I also drew upon the NASW Code of Ethics to manage the internal conflict I was experiencing. More specifically, I drew upon the values of service, dignity and worth of the person, importance of human relationships, and competence. These values helped keep the session client-centered. It would have been easy for me to just tell the client what steps she needed to take in order to live a healthier and safer lifestyle but that is not what social work is about. My job is simply to guide the client on her change process, while presenting factual information. It is not within out practice, principles, or ethical standards to be life coaches or advice givers.
Conclusion
Out of all of the assignments I have completed, as a Simmons graduate student, I undoubtedly feel that this assignment has pushed me and challenged my practice knowledge more than any other assignment. Before this assignment I was terrified of MI. I had a general understanding of it but thanks to this assignment, I now know what it takes to conduct an effective MI session. I am nowhere near considering myself a master at MI, but I now feel that I have a solid foundation to move forward and start perfecting my practice. Through this assignment I have learned that change takes time and trying force change will do nothing but elicit higher resistance. I have also learned the importance of person-centered practice. When you approach a session with a collaborative spirit, you are much more likely to have favorable outcomes.

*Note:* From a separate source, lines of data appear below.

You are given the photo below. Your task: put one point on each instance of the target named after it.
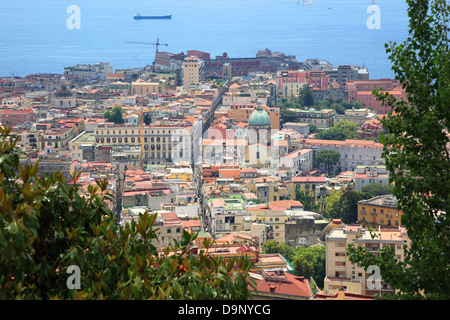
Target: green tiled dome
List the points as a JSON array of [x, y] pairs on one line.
[[259, 117]]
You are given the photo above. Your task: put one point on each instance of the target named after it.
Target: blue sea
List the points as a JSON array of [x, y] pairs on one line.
[[35, 37]]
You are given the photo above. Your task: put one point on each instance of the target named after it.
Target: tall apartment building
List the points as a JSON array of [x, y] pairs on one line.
[[290, 83], [365, 175], [162, 143], [353, 152], [361, 90], [380, 211], [193, 71], [341, 273], [324, 118]]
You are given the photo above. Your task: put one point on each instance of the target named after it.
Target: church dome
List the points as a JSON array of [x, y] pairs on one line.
[[259, 117], [63, 91]]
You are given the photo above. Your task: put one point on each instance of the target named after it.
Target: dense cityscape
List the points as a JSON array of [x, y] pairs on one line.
[[232, 148], [205, 177]]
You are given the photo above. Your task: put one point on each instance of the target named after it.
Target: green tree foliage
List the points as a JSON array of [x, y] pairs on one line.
[[302, 267], [376, 189], [417, 156], [47, 225], [328, 158], [115, 114], [343, 204], [274, 247], [307, 261], [307, 98], [341, 130]]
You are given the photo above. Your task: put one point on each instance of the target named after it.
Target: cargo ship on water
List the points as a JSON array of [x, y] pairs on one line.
[[138, 16]]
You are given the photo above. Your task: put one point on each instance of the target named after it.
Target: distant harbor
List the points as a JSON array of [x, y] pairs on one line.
[[138, 16]]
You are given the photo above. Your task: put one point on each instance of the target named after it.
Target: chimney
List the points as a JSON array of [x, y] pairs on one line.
[[341, 294]]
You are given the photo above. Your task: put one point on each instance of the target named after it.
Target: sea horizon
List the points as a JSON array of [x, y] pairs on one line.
[[36, 38]]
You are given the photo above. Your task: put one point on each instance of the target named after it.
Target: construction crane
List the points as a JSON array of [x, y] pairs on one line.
[[157, 44]]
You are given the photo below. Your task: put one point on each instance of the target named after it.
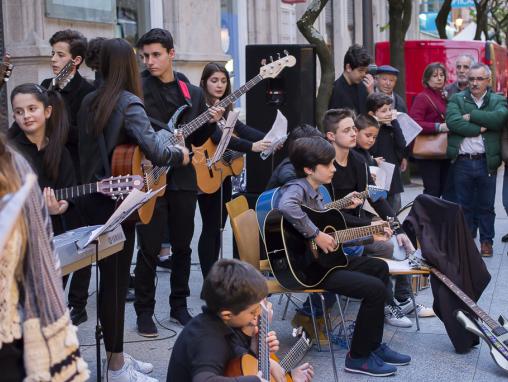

I will integrate the teachings of MI into my practice by realizing that my sessions will be more effective if I let the client move through the session at their own pace, rather than the pace I feel they should be moving at. By becoming more intimately familiar with MI practice, I now know that MI is more about exploring and resolving ambivalence, rather than focusing on the client’s problem and how to fix it. Moving forward, my MI practice will be solely focused on supporting change, rather than trying to impose it. My practice will forever be increased thanks to the lessons I have learned through the completion of this assignment.